ALBUQUERQUE, N.M. — Albuquerque-based Roses Southwest Papers Inc., is seeking $20.2 million in industrial revenue bonds to expand its manufacturing operations, according to paperwork filed with Bernalillo County. The company is also applying for an unknown amount of Local Economic Development Act funding.
Industrial revenue bonds are a complex financial mechanism that allow a company to receive a tax break. In this case, the county’s economic development staff calculated the IRBs would give Roses a property tax abatement of about $81,000 a year on equipment for 20 years and about $42,000 a year on land and improvements for 30 years.

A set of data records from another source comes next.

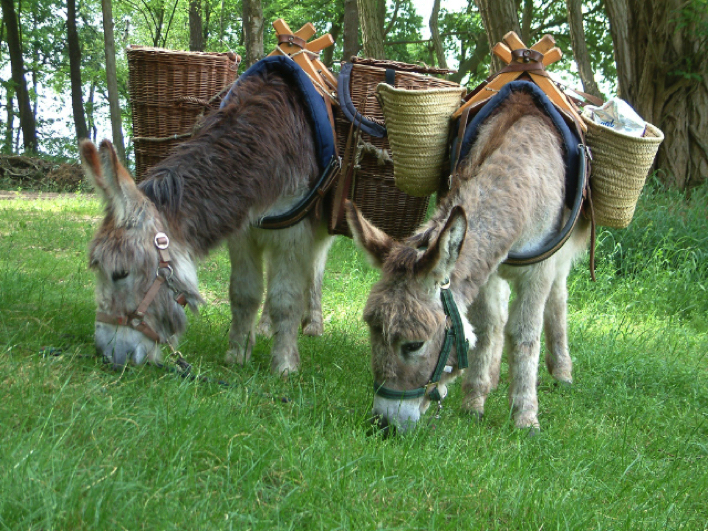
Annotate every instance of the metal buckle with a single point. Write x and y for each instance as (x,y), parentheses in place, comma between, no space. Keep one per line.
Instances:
(168,276)
(162,242)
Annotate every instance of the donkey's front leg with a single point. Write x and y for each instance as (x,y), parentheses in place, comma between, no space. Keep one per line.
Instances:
(312,324)
(245,292)
(523,334)
(488,315)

The company says the project will allow it to create a net of 38 new jobs, ranging from assistant operators making $10 an hour to facilities personnel with an average wage of $17 an hour. The net 38 total includes 20 positions that will be eliminated as a result of changes to the manufacturing process, as well as 58 hires. Some of the employees with eliminated positions will be retrained for the new positions, according to the application.
The incentives must be approved by the Bernalillo County Commission before they go into effect. Commissioners are scheduled to vote on the proposal Tuesday evening.
Roses has not yet responded to a request for comment.
In its application, Roses wrote that the bonds will be used to purchase equipment and make improvements to an existing facility, as well as to purchase a new warehouse space at 530 Airport Drive NW in Albuquerque. The company, which manufactures napkin, towel, and tissue products, plans to add robotic packaging technologies, electrical infrastructure improvements and dispenser napkin production machinery to its current facility at 1701 2nd St. SW.
If the package is approved, the bonds will be issued in two phases. Series A at $12 million would be used to fund the equipment purchases and improvements at the existing facility, while a $8.2 million Series B would be used to acquire the new warehouse space, according to the filings.
The county’s economic development staff recommended that the commission approve the application on the grounds that it is in line with the county’s goal of providing “a thriving, livable community with diverse opportunities for our residents.”